The problem, Truman told Churchill, ‘is essentially one of deciding whether our two countries are going to permit our Allies to engage in uncontrolled land grabbing or tactics which are all too reminiscent of those of Hitler and Japan.’ It was therefore Truman’s wish that Alexander should obtain ‘complete and exclusive control’ of Trieste and Pola, the line of communication through Gorizia and Monfalcone, and an area ‘sufficiently to the east of this line to permit proper administrative control’. Truman also suggested that Stalin be informed of the Anglo-American view. ‘If we stand firm on this issue,’ Truman’s telegram ended, ‘as we are doing on Poland, we can hope to avoid a host of other similar encroachments.’²¹

In a telegram to Eden on that day Churchill stressed the need to keep before Stalin the Polish situation, including the plight of the fifteen prisoners. This should be done, Churchill explained, ‘by a vigorous press campaign and by the outspokenness which will no doubt be in any case necessary in Parliament’.²²

Truman’s telegram of May 12 confirmed a harmony of Anglo-American interests towards Russia which had not existed during Roosevelt’s wartime Presidency.
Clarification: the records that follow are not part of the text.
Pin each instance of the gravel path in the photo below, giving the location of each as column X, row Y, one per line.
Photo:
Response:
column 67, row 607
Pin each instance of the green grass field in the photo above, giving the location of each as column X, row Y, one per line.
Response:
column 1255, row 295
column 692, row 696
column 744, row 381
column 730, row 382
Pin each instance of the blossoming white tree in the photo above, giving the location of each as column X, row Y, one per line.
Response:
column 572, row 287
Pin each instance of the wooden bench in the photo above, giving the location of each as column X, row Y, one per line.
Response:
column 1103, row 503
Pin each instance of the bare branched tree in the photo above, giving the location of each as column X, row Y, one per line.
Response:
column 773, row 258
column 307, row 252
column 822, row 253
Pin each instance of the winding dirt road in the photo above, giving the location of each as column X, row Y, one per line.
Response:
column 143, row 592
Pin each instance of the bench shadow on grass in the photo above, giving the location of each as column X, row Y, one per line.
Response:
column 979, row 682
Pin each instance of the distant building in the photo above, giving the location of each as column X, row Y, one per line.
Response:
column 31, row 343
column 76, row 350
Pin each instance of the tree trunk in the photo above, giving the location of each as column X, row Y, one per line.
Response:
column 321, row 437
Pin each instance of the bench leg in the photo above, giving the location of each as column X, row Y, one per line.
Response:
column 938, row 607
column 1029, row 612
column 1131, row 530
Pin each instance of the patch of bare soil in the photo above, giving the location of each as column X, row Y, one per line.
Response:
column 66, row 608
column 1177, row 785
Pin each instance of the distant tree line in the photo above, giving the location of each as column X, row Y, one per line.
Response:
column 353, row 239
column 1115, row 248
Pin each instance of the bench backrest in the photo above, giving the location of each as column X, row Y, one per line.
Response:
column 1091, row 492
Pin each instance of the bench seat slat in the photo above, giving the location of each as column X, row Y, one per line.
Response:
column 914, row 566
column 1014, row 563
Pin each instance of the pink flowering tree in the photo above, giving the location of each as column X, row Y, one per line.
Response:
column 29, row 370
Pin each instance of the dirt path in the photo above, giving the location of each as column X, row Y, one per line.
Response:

It was an exchange, Churchill told Truman, ‘which shows how gravely we both view the situation’, and he added: ‘If it is handled firmly before our strength is dispersed, Europe may be saved another bloodbath. Otherwise the whole fruits of our victory may be cast away and none of the purposes of World Organization to prevent territorial aggression and future wars will be attained.’²³

***

Clementine Churchill now prepared to return to London. ‘I know of the international difficulties which have not been surmounted,’ she wrote to Stalin on May 11, before leaving Moscow, ‘but I know also of my Husband’s resolve & confidence that a complete understanding between the English Speaking World & the Soviet Union will be achieved and maintained as this is the only hope of the World.’²⁴

Early on the morning of May 12 Clementine Churchill reached Northolt. ‘Winston was determined to go and meet her himself,’ their daughter Mary has recorded, ‘but he did not leave Storey’s Gate quite in time, and Skymaster had to make a few extra tours round the airfield to allow a loving but tardy Winston to be on the tarmac to welcome home his Clemmie.’²⁵

From Northolt, Churchill and his wife drove to Chequers. The principal problem confronting Churchill there was that of the date of the General Election. He had already spoken to his principal Conservative Party colleagues on May 11, about whether the General Election should be held that summer, or in October, or postponed until the defeat of Japan, possibly not for another year or even more. James Stuart, the Chief Whip, suggested a summer election, on either June 28 or July 5. ‘Even though you may be in Conference with Allies,’ Stuart wrote, ‘this does not put me off:—I feel it might encourage the country to give you fresh strength.’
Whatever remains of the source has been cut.